2021 wildfire in northern Minnesota

US Forest Service map of the Greenwood Fire as of August 28, 2021

The Greenwood Fire was a wildfire in the Arrowhead Region of Minnesota in the United States. First noted near Greenwood Lake in Lake County on August 15, 2021, it is believed to have been sparked by lightning. The fire burned 26,797 acres, largely within the Superior National Forest, destroying 14 buildings and damaging 3 more. By early October, the fire was considered largely spent, although parts continued to smolder.

The fire prompted the evacuation of more than 290 homes and resulted in the temporary closure of the entire nearby Boundary Waters Canoe Area Wilderness for the first time since the 1970s. The closure began August 20 for a period of one week and was extended another week to end September 3. All area and road closures were lifted by early October.

More than 400 firefighters were called to help contain the fire, which was at 49% containment as of September 7. By September 20th, the fire was at 80% containment and considered well-managed; evacuees began to return to their properties. In early October, firefighting duties returned to Forest Service management and the number of firefighters assigned dipped below 100.

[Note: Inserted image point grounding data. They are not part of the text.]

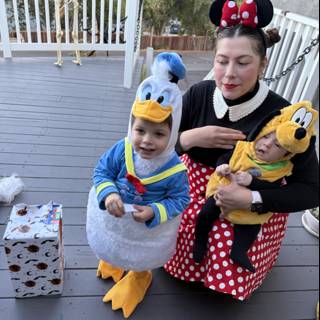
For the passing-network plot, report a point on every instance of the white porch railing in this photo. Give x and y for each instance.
(297, 32)
(30, 26)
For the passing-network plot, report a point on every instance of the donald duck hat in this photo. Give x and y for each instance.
(159, 97)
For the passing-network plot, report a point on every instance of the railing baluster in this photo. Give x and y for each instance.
(66, 22)
(102, 21)
(4, 32)
(93, 39)
(16, 20)
(47, 10)
(85, 25)
(36, 7)
(118, 21)
(110, 21)
(27, 15)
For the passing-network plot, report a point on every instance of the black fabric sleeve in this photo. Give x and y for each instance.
(302, 189)
(185, 118)
(259, 184)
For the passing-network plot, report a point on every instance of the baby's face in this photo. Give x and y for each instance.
(149, 139)
(268, 149)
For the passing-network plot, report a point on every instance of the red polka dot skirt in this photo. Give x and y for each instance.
(217, 271)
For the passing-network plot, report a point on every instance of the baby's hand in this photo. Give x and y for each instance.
(143, 213)
(223, 170)
(243, 178)
(114, 205)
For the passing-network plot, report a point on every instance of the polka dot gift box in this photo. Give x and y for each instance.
(34, 249)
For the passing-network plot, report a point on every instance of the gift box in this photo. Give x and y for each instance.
(34, 249)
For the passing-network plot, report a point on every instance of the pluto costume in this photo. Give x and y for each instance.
(294, 128)
(162, 183)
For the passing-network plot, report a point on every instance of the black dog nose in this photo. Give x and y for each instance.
(300, 133)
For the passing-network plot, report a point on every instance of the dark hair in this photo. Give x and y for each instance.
(262, 40)
(167, 121)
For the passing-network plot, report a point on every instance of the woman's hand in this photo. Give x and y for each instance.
(233, 196)
(143, 213)
(114, 205)
(210, 137)
(223, 170)
(243, 178)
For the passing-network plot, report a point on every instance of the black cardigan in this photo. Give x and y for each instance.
(302, 190)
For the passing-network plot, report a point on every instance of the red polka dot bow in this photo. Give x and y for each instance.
(246, 15)
(136, 183)
(252, 13)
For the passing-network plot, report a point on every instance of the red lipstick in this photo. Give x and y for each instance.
(229, 86)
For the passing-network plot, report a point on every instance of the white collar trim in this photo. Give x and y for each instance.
(239, 111)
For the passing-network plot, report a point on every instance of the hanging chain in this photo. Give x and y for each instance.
(136, 39)
(306, 51)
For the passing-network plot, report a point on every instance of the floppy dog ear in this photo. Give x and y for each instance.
(256, 130)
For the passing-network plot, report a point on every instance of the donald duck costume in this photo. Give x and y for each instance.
(161, 183)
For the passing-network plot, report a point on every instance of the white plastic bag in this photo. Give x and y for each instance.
(9, 188)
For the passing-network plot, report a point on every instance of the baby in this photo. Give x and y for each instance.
(141, 188)
(258, 165)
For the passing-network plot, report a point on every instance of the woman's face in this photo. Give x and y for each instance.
(236, 66)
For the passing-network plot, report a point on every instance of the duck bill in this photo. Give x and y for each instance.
(151, 110)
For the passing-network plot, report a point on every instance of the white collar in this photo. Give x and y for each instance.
(241, 110)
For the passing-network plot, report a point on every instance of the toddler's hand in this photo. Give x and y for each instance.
(223, 170)
(243, 178)
(143, 213)
(114, 205)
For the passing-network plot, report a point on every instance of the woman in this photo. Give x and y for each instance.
(216, 114)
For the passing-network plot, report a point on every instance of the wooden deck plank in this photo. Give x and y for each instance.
(76, 235)
(264, 306)
(81, 257)
(54, 125)
(83, 282)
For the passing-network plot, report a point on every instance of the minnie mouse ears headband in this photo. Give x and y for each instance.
(252, 13)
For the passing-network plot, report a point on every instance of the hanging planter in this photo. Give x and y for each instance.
(310, 220)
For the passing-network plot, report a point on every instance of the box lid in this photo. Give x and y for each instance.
(34, 221)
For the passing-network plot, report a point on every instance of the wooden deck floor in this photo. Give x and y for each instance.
(54, 124)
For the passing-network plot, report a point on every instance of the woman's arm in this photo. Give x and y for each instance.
(206, 136)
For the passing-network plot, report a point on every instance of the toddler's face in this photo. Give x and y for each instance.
(149, 139)
(268, 149)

The fire was believed to have been worsened by the 2020-21 North American drought. On August 18, 2021, the Department of Natural Resources announced that three watersheds of northern Minnesota had experienced "exceptional drought intensity." That classification had not been used since the scale was created in 2000. DNR added that "the current drought is not as severe as the historic droughts of 1988-89 or the 1930s."